Fuel economy for the entry-level 2012 Camry Hybrid LE has increased to 39 mpg on the highway and 43 mpg in the city, which is about a 30-percent increase for urban travelers over the old model. The added fuel efficiency hasn’t been at the expense of power either. The outgoing Camry Hybrid has a combined 187 horsepower, while the 2012 Camry Hybrid brings 200 horsepower to the table between its new 2.5-liter engine and electric motor. The gas-powered unit produces 156 horsepower and matching torque numbers, while the electric motor has increased output to 105 kW, up from 30 kW.
Like every Toyota hybrid outside of the upcoming Prius Plug-in, the Camry Hybrid makes use of a nickel-metal-hydride battery pack, which captures energy under braking and releases it to boost acceleration and steady fuel economy during cruising. Toyota hopes the improved hybrid will become a bigger seller in the Camry range, increasing from its current 5 to 6 percent share of U.S. Camry sales to 11 or 12 percent. To help bolster sales, Toyota has lowered the MSRP of the LE trim by $1,150, making the Camry Hybrid the most affordable hybrid in its class.
“The Camry Hybrid is unmatched in its class in both fuel economy and pricing, and it’s a model that already has its reputation for safety, quality and comfort,” McKenna noted. “The Camry is already the most popular car in America, but the redesigned Camry Hybrid is going to be a real game changer in the midsize market, making hybrids a truly mainstream vehicle choice.”

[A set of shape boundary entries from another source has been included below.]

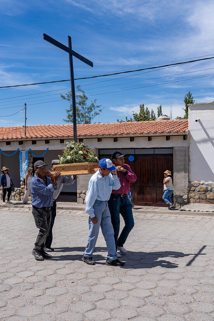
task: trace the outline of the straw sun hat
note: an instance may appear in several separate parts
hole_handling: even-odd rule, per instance
[[[170,170],[168,170],[164,172],[164,174],[166,174],[166,175],[172,175]]]
[[[6,167],[6,166],[4,166],[3,168],[2,169],[2,171],[3,171],[3,170],[6,170],[6,169],[7,169],[8,170],[9,170],[9,168],[7,168]]]

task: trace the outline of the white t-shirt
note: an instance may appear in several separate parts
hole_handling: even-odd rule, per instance
[[[169,181],[164,184],[164,189],[165,189],[165,191],[166,189],[168,189],[170,191],[174,191],[174,187],[173,187],[172,183],[172,178],[170,177],[170,176],[168,176],[168,177],[166,177],[166,179],[168,179]]]
[[[7,178],[7,188],[8,188],[10,187],[10,178],[8,174],[6,174],[6,178]]]

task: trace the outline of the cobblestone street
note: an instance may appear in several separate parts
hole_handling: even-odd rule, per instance
[[[31,209],[1,208],[0,319],[213,321],[214,218],[183,214],[134,213],[126,264],[118,268],[105,265],[101,232],[96,265],[82,260],[83,212],[57,212],[53,257],[38,261]]]

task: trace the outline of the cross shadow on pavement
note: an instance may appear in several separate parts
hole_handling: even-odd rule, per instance
[[[52,259],[55,261],[82,261],[83,254],[85,250],[84,247],[65,247],[55,248],[54,253],[56,254],[60,252],[60,255],[53,256]],[[61,255],[62,252],[70,252],[71,254]],[[76,254],[74,252],[80,252]],[[103,252],[103,255],[100,254]],[[99,253],[99,254],[96,254]],[[96,264],[104,264],[103,260],[107,257],[107,251],[106,247],[97,247],[95,248],[93,258]],[[177,267],[177,263],[171,262],[169,258],[177,258],[184,257],[189,256],[195,255],[194,253],[185,254],[182,252],[174,251],[160,251],[157,252],[134,252],[128,251],[125,255],[122,255],[120,259],[126,262],[124,268],[149,269],[156,266],[160,266],[167,269],[173,269]],[[165,259],[165,258],[169,257],[169,259]],[[163,259],[159,259],[162,258]],[[102,261],[102,262],[100,262]]]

With a large number of its new electric-assisted vehicles becoming available, including the new Prius v, Prius Plug-in, Camry Hybrid and Highlander Hybrid, Toyota is solidifying its position as the largest producer of hybrids in America. That focus on hybrid technology has led Toyota to sign a memorandum of understanding with Ford to co-develop a hybrid drivetrain for full-size trucks and SUVs, a deal which should reduce development costs and thus reduce prices when the resulting system reaches dealerships later this decade.